Schiavo's feeding tube was disconnected Friday afternoon. Schiavo, 41, could linger for one to two weeks if no one intercedes and gets the tube reinserted.
Michael Schiavo urged Congress to stay out of the matter, saying he is just trying to carry out his wife's wishes.
"I feel like the government has just trampled all over my personal life," he said on CNN's "Larry King Live" on Friday. "It is uncomprehensible that a government can walk all over somebody's private judicial matter, because of their own personal feelings."
GOP Rep. James Sensenbrenner of Wisconsin, chairman of the House Judiciary Committee, said the measure was "narrowly targeted" and did not set a precedent.
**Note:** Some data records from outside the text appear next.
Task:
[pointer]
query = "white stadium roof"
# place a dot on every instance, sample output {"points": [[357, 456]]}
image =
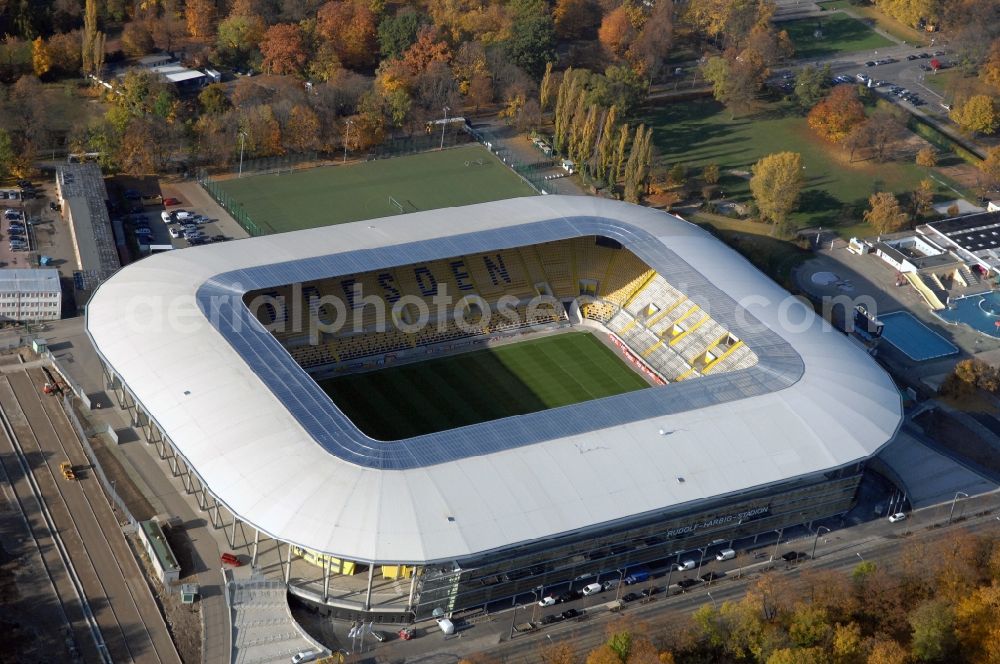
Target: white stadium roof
{"points": [[294, 467]]}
For a decade, a feud has raged between Schiavo's husband, Michael, and her parents, Bob and Mary Schindler, who have tried to oust Michael Schiavo as their daughter's guardian and keep in place the tube that has kept her alive for more than 15 years.
Michael Schiavo says his wife told him she would not want to be kept alive artificially. Her parents dispute that, saying she could get better and that their daughter has laughed, cried, smiled and responded to their voices.
On Friday, Republicans used their subpoena power to demand that Schiavo be brought before a congressional hearing, with lawmakers saying that removing the tube amounted to "barbarism."
The Florida judge presiding over the case rejected the request from House lawyers to delay the tube's removal. Late Friday, the U.S. Supreme Court, without comment, denied an emergency request from the House committee that issued the subpoenas to reinsert Schiavo's feeding tube while the committee filed appeals in the lower courts to have its subpoenas recognized.